Steven Bosscher <[EMAIL PROTECTED]> writes:
> On Sunday 26 February 2006 14:23, Kenneth Zadeck wrote:
>> Did richard's untested patch not fix this?
>
> No.  That patch only makes postreload not emit those reg-reg moves,
> but it does not prevent reload from producing the redundant insns in
> the first place.  So that patch just papers over the problem we seem
> to have in reload.

Right.  The idea of that patch was just to improve the no-op killing
in postreload so that it would get rid of no-op moves that postreload
creates itself.  Since the no-op moves that Steven was seeing seemed to
come from reload, I thought it might be an alternative to checking for
no-op moves in every DCE pass.

It sounds like the patch does get rid of the nops, so I guess I'll
bootstrap it and submit it.

As far as Steven's example goes, the reason is related to:

    http://gcc.gnu.org/ml/gcc-patches/2004-08/msg00661.html

(long post, sorry).  The instructions before reload are:

(insn 45 43 47 6 (set (reg:SI 62 [ D.1602 ])
        (reg:SI 63 [ ivtmp.46 ])) 34 {*movsi_1} (nil)
    (nil))

(insn 47 45 48 6 (set (reg/f:SI 73)
        (mem/s/f/j:SI (plus:SI (reg:SI 63 [ ivtmp.46 ])
                (const_int -4 [0xfffffffc])) [0 <variable>.rtvec S4 A8])) 34 {*m
ovsi_1} (nil)
    (expr_list:REG_EQUIV (mem/s/f/j:SI (plus:SI (reg:SI 63 [ ivtmp.46 ])
                (const_int -4 [0xfffffffc])) [0 <variable>.rtvec S4 A8])
        (nil)))

Register 63 is spilled to the stack and register 62 is allocated to esi.
Thus the first insn is reloaded as "esi := slot(63)".  The second needs
an input reload for reg 63, and tries to use inheritance.  There are
no previous reloads of this value to inherit (insn 45 didn't need any
reloads), so the inheritance code uses find_equiv_reg instead.
This matches:

     But as the (b)->(a) results show, most of the benefit of the current
     code comes from cases where we can't inherit the reload.  In fact the
     typical situation seems to very much like the one that's causing trouble.
     We have sequences like:

          (set (reg:SI R2) (reg:SI R1))
          ...
          (set (reg:SI R3) (... (reg:SI R2) ...))

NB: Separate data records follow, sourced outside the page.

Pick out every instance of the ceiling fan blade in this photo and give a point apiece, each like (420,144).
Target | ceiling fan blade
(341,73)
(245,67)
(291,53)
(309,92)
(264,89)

     where, as above, R1 is allocated a hard register G1 and R2 is spilled
     to the stack.  We again choose to use G1 for the input reload in the
     second instruction, at first thinking that we can inherit the value
     from the first insn.  This doesn't happen, so we end up with a reload:

          (set (reg:SI R2) (reg:SI G1))
          ...
          (set (reg:SI G1) (reg:SI R2))   <----
          (set (reg:SI R3) (... (reg:SI G1) ...))

     but the post-reload optimisers can remove it.

This clearly isn't as it should be, of course.